Proposta de 54 milhões de euros aproxima orçamento de Évora do “valor real”, diz autarca (c/som)

Regional 02 Nov. 2018

A proposta de orçamento para o município de Évora para 2019, aprovada em reunião de câmara e que será submetida a aprovação na Assembleia Municipal, tem um valor de 54 milhões de euros, avança Carlos Pinto de Sá, presidente da Câmara Municipal de Évora, em declarações à Rádio Campanário.

Esta proposta surge com um valor que “aproxima” o orçamento do seu “valor real”. Em 2013, o município tinha “um orçamento virtual” que apesar de ter um valor de cerca do dobro do atual, “não correspondia à receita que o município efetivamente arrecadava”, refletindo sim “a dimensão astronómica da dívida” municipal, aponta.

A proposta atual de 54 milhões de euros “já se aproxima muito daquilo que é real”, com um acréscimo no investimento.

 “Questões de planeamento estratégico de visão global do desenvolvimento de Évora para a década, vão ter uma particular atenção no ano 2019”

 

Das áreas contempladas na proposta das Grandes Opções do Plano, o autarca destaca como “tema geral” o lançamento da “candidatura Évora a Capital Europeia da Cultura em 2027”, que pretende que tenha o seu “arranque oficial” em 2019, desenvolvendo “as ações necessárias nesse sentido”.

Pinto de Sá salienta que em 2019 “arrancarão a maior parte” dos investimentos municipais, nomeadamente no âmbito da revitalização do centro histórico (9,5 milhões de euros até 2021), e intervenções no Salão Central, no Teatro Garcia de Resende, e “em questões de mobilidade […] para fazer a ligação entre a estação ferroviária e o centro da cidade”.

Haverá ainda um valor “mínimo de 5 milhões de euros” para “apoio aos privados que queiram recuperar edifícios no centro histórico”.

Esta proposta contempla ainda “uma componente de investimento nas escolas, de 1 milhão de euros”, a área ambiental com projetos de descarbonização e de gestão de consumos elétricos, e o apoio no âmbito da habitação na criação de alojamento para estudantes e novos trabalhadores para empresas que surjam.

É ainda considerado o investimento no âmbito da higiene e limpeza do concelho, assim como e atração de investimento.
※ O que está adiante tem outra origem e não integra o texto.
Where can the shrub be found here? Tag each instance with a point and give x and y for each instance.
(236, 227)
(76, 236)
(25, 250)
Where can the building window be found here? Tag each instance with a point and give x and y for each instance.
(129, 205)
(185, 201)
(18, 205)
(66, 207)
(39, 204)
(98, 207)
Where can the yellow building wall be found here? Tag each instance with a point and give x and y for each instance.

“2019 é de alguma forma uma continuidade daquilo que dissemos em 2018, mas é um salto qualitativo visto que vamos para uma fase de concretização muito maior”, aponta.

O documento integra propostas de “outras forças políticas”, assim como de “instituições e cidadãos”, aponta o autarca, afirmando que “desde que fossem viváveis obviamente que considerámos”.

Por outro lado, Pinto de Sá aponta ainda a existência de “alguns problemas em áreas onde precisamos de mais investimento, mas ainda não temos capacidade para o fazer, como é o caso da rede viária”, por falta de financiamento. Não tendo este sido encontrado na reprogramação dos fundos como esperavam, afirma que será continuado o esforço para encontrar “financiamento para as áreas que estão mais desprotegidas”.